Module 3: Signal Construction and Factor Implementation

With clean data in hand, you can now implement the strategy itself. This is where precision matters most: a single normalization step, one missing adjustment, or a data alignment error will corrupt your entire backtest.

3.1 Reconstructing the Factor from the Paper

Academic papers typically describe factors using mathematical notation that maps directly to pandas operations. The challenge is translating that notation into code that handles edge cases gracefully.

Consider a paper that describes a momentum factor as follows: "We rank stocks by their 12-month return, skipping the most recent month, and go long the top decile and short the bottom decile, rebalancing monthly."

This description requires several implementation decisions that the paper leaves implicit:

import numpy as np


def compute_momentum_factor(
    prices: pd.DataFrame,
    lookback_months: int = 12,
    skip_months: int = 1,
    min_lookback_days: int = 200,
) -> pd.DataFrame:
    """
    Compute the classic momentum factor: 12-month return, skipping the last month.

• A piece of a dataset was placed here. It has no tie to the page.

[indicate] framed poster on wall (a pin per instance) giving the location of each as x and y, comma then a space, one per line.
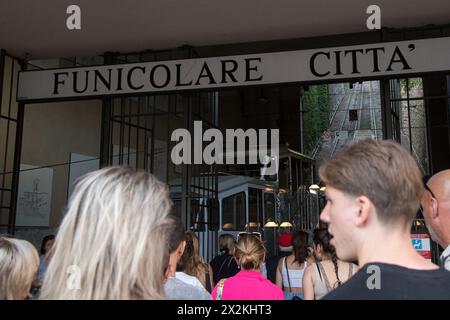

    The paper specifies: rank stocks by their cumulative return over months T-12
    to T-1, excluding the most recent month (T).

    Implementation decisions (not specified in the paper):
    - We use trading days as a proxy for months (252 trading days/year)
    - We require at least min_lookback_days of data to compute the factor
    - Returns are computed as log returns for continuous compounding
    - NaN values are excluded from ranking (stocks without sufficient history)

    Args:
        prices: DataFrame with columns [timestamp, symbol, close]
        lookback_months: Number of months for momentum lookback (converted to trading days)
        skip_months: Number of months to skip at the end (momentum skip period)
        min_lookback_days: Minimum trading days required for a valid factor value

    Returns:
        DataFrame with columns [timestamp, symbol, momentum_factor]
    """
    df = prices.copy()
    df = df.sort_values(["symbol", "timestamp"])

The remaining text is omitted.